IN A DOWN ECONOMY, with the job market already flooded with qualified, educated and motivated interviewees, don’t think for a second that you can stand around, slide by, or step into a business’ hierarchy without getting down into a three-point stance and tackling what needs your attention in regard to relationship-building, continued education, and resume preparation. 
You don’t want to compete in an over-saturated job market, nor do you want to take a position with a company that lacks feelings of fulfillment--I get it. Just remember that every problem is an opportunity in disguise. This may be the perfect time for you to circle back around to that business idea you’ve always had or the business you’ve always wanted to start with your friends. 
Ask yourself, what are the next 5-10 critical steps?
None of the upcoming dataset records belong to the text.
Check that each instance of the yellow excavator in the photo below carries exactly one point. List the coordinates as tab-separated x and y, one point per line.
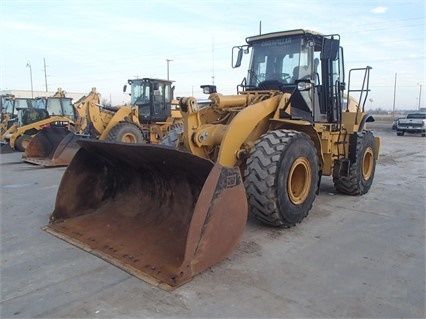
147	119
166	213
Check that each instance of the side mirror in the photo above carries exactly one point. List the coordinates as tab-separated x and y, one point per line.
241	50
330	49
209	89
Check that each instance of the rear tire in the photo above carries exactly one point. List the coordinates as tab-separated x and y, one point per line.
172	137
361	173
281	177
22	142
126	132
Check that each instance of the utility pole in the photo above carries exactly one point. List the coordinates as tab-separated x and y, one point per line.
168	60
420	95
394	97
31	78
45	74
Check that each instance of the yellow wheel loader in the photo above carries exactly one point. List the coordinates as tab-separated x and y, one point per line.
56	110
165	213
147	120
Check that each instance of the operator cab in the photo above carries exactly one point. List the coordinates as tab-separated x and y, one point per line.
153	99
305	64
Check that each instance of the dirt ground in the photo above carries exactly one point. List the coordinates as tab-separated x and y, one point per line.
352	257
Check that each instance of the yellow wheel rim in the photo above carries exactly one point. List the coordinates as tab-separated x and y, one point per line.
129	138
367	163
299	180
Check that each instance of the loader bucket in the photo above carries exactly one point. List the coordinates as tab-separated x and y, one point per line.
160	214
52	146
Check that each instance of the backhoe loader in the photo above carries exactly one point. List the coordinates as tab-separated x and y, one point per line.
147	120
165	214
56	110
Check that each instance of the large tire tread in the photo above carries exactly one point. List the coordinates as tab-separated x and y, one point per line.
261	180
354	183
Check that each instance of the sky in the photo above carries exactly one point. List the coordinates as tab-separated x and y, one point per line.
102	44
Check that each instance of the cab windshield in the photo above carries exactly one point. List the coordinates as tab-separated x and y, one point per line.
282	60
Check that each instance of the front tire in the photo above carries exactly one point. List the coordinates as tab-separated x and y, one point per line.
281	177
22	142
361	173
126	132
172	137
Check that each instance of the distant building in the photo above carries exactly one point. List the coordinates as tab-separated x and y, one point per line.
28	94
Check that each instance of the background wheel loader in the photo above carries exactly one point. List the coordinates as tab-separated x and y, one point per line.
165	214
9	105
146	120
39	113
Make sure to write them down and include as much off-the-cuff detail as you can about each one. Next, estimate how much time is required to complete each task on that list. Write these ballpark figures next to each item. At this point, you’re ready to start building your business’ base. Compare the amount of time required to complete each task with the hours of free time available in your typical week. Now set some realistic deadlines for yourself. This may sound stupid but I will assure you that deadlines tend to cure most cases of procrastination. To give it to you straight, the person that says, “I’ll figure it out,” will be saying the same thing at the same time next year. 
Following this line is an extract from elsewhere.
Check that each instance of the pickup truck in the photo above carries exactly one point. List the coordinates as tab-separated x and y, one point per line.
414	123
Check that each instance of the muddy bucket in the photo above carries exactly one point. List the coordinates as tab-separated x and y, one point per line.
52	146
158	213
Once you’ve completed the first round of tasks, it will probably be necessary to repeat the process. Don’t get frustrated. This won’t go on forever, but you will most likely discover a fresh list of tasks necessary for completion. You’re not short-sighted; this is normal. At this point, you should be ready to get your feet wet.  Once this point is reached, a lot of people, surprisingly, shelf their initiative. Why?  I don’t know, probably because they are burned out from all the boring, tedious and time-consuming steps that got them this far. 
Get excited! You’ve just taken your idea from a mere concept to what is now a fully conceptualized, well thought-out, flushed-out, qualified, strategized and structured business model. In my opinion, this is the fun part. Go out and market yourself and your product or service. Take my advice that once you’ve gained good momentum to go out and start that business you’ve always wanted, you’ll find it much easier to continue. The most important thing is not to quit when it gets tough, and to hold yourself accountable to those self-set deadlines.